Seksiyonlarımızdan hiçbirinin, Fransa seksiyonumuzun Sosyalist Parti içinde bir eğilim oluşturduğundan beri yaptığı kadar, düşüncelerini keskin bir şekilde formüle etme ve bunları doğrudan doğruya kitlelerin önüne getirme fırsatı henüz bulamadığını söyleyebilirim. Ve olayları gözlemleyen kişi, komünist partilerin olduğu kadar sosyalist partilerin tüm faaliyetlerinin doğrudan ya da dolaylı olarak olumlu ya da olumsuz bir şekilde, küçük Fransız seksiyonumuzun görüşleri ve sloganları tarafından belirlendiği ya da en azından etkilendiği sonucuna varmak zorundadır.

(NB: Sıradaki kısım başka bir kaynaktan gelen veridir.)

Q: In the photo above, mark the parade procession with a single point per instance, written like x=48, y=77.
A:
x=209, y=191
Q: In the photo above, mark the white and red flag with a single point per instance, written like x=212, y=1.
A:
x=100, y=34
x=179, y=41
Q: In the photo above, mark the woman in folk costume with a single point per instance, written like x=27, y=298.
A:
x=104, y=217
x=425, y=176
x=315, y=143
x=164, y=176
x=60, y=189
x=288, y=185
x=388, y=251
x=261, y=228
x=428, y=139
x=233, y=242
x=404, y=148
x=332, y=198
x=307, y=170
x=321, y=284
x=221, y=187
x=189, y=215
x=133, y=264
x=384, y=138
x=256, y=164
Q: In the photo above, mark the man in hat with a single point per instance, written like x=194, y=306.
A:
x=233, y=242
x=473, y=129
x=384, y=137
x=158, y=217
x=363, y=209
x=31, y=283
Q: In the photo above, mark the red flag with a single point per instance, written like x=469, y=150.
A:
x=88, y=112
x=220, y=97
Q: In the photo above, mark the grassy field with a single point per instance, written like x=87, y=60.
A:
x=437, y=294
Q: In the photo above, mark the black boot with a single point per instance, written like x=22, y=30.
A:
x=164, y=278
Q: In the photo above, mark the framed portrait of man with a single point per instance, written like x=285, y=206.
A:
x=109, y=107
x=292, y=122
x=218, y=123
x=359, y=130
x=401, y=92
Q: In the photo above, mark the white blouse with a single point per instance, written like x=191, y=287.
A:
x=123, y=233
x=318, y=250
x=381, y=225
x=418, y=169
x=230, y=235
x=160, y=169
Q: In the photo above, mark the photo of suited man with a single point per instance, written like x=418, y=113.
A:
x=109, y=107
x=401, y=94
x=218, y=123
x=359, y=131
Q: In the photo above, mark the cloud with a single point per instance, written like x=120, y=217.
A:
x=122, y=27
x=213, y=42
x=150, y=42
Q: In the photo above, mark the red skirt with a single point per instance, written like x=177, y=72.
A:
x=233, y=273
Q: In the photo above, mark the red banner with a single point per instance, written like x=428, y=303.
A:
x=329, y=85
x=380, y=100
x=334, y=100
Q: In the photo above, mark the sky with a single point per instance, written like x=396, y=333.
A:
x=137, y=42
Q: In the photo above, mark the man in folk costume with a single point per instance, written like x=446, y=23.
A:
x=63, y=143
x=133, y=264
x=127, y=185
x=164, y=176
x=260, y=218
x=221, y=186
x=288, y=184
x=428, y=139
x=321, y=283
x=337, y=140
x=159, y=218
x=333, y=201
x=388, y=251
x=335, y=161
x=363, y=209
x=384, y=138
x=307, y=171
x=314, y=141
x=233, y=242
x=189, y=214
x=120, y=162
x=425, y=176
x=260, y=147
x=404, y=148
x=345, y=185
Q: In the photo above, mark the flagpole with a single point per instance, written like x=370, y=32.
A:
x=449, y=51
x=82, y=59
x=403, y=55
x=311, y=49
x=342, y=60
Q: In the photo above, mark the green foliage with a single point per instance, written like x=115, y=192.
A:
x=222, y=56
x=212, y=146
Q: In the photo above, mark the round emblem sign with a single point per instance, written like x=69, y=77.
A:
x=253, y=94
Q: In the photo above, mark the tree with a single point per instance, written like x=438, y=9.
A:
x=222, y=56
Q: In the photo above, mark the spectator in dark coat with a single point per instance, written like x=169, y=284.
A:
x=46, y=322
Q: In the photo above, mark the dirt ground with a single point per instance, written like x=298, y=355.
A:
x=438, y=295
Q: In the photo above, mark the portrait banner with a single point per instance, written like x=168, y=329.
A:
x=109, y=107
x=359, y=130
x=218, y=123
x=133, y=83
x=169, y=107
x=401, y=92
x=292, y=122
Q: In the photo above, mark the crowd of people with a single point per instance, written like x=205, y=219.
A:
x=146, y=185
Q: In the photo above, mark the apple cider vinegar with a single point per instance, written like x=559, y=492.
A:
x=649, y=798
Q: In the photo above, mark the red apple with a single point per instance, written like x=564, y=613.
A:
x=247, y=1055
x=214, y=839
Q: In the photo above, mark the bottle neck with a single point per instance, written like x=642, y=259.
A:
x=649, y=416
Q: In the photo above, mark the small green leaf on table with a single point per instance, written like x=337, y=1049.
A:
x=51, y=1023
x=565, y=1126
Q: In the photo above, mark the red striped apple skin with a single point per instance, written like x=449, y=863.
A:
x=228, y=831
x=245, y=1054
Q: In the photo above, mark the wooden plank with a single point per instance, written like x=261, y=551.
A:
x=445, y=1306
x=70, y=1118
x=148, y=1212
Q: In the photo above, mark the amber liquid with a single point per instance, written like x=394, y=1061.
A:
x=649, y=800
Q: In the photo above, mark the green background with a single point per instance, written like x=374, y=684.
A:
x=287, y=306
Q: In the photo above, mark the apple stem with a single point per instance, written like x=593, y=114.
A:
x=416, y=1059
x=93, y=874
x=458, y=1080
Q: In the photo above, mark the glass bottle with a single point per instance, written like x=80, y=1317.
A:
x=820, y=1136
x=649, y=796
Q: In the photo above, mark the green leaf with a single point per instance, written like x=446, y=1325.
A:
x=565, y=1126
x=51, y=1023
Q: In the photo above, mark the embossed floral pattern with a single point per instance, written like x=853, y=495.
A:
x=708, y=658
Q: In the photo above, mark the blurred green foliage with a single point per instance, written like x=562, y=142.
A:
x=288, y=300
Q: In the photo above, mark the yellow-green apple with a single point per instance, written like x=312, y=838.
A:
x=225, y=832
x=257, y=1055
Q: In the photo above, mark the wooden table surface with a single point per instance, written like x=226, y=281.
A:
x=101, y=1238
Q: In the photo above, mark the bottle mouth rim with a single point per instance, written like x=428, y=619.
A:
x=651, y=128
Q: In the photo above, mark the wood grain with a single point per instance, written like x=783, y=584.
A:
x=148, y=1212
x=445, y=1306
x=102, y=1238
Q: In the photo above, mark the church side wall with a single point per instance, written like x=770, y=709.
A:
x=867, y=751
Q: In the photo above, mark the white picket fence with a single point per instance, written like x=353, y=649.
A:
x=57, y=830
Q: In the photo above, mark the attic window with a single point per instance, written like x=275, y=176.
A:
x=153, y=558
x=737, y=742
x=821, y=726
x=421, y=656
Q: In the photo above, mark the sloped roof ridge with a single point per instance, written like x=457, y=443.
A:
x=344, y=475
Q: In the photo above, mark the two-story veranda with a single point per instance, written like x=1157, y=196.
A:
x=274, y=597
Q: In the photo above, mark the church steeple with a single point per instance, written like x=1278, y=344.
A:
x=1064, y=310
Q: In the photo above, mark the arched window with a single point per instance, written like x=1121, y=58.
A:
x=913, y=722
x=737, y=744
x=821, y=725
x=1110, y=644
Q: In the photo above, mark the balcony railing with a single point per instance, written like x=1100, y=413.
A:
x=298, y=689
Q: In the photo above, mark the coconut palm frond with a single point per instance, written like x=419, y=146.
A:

Fransızca okumayan ve Fransa’daki yaşamdan haberdar olamayan Polonya’daki ya da başka yerlerdeki yoldaşların, İkinci Enternasyonal’e giriş gerçeğinden elverişsiz bir şekilde etkilendiğini çok kolaylıkla anlayabilirim. Fakat devrimci politikada önemli olan çabuk sonuç almak değil, uzun süreli etkidir. Eğer SFIO’ya girişimizin etkimizin genişlemesi açısından yararlı olduğu kanıtlanırsa, Polonyalı ve diğer yoldaşlarımız, yaptığımız bu hareketle ilgili değerlendirmelerini yeniden gözden geçirmek zorunda kalacaklar. Yoldaşların büyük çoğunluğu doğal olarak, bunu şimdiden yaptılar. Net düşüncelere sahip küçük bir grubun, geniş ama heterojen bir gruptan daha önemli olduğu doğrudur. Ama bu tanımlamayı bir fetiş haline getirmemeliyiz. Çünkü küçük grup, doğru düşünceleri için gerekli kitleyi yaratmak zorundadır. Ve bunu yaparken, örgütsel olarak, kendini varolan koşullara uyarlamak zorundadır.
Bütün sorunu, tıpkı Fransız seksiyonunun yalıtılmasından korkan Vidal’in yapay olarak dönüş icat etmesi ve bunu tüm hareketin zararına Fransız seksiyonuna telkin etmesi gibi sunuyorsunuz.
1929’da Vidal, Sol Muhalefeti sekterlikle suçlayan bir Fransıza şunları yazmıştı: “Tekil Sol Muhalefet gruplarına dikkat çekiyor ve onlara "sekter" diyorsunuz. Bu terimin içeriği konusunda ortak bir noktaya varmamız gerekiyor. İçimizde, kendilerine daha somut görevler vermeden, hiçbir pratik devrimci çözüm üretmeden, devrimci muhalefeti bir boşluğa, Onur Nişanı benzeri bir şeye dönüştürerek evlerinde oturmakla ve resmi partinin hatalarını eleştirmekle tatmin olan unsurlar var. Bunlara ek olarak, kılı kırk yararak sekter eğilimler gösteren unsurlar var. Buna karşı mücadele etmek zorunludur. Ve ben kişisel olarak bu mücadeleye hazırım, ve bunu yaparken de gerekirse eski dostluklardan, kişisel bağlardan, vb. etkilenmeyeceğim.”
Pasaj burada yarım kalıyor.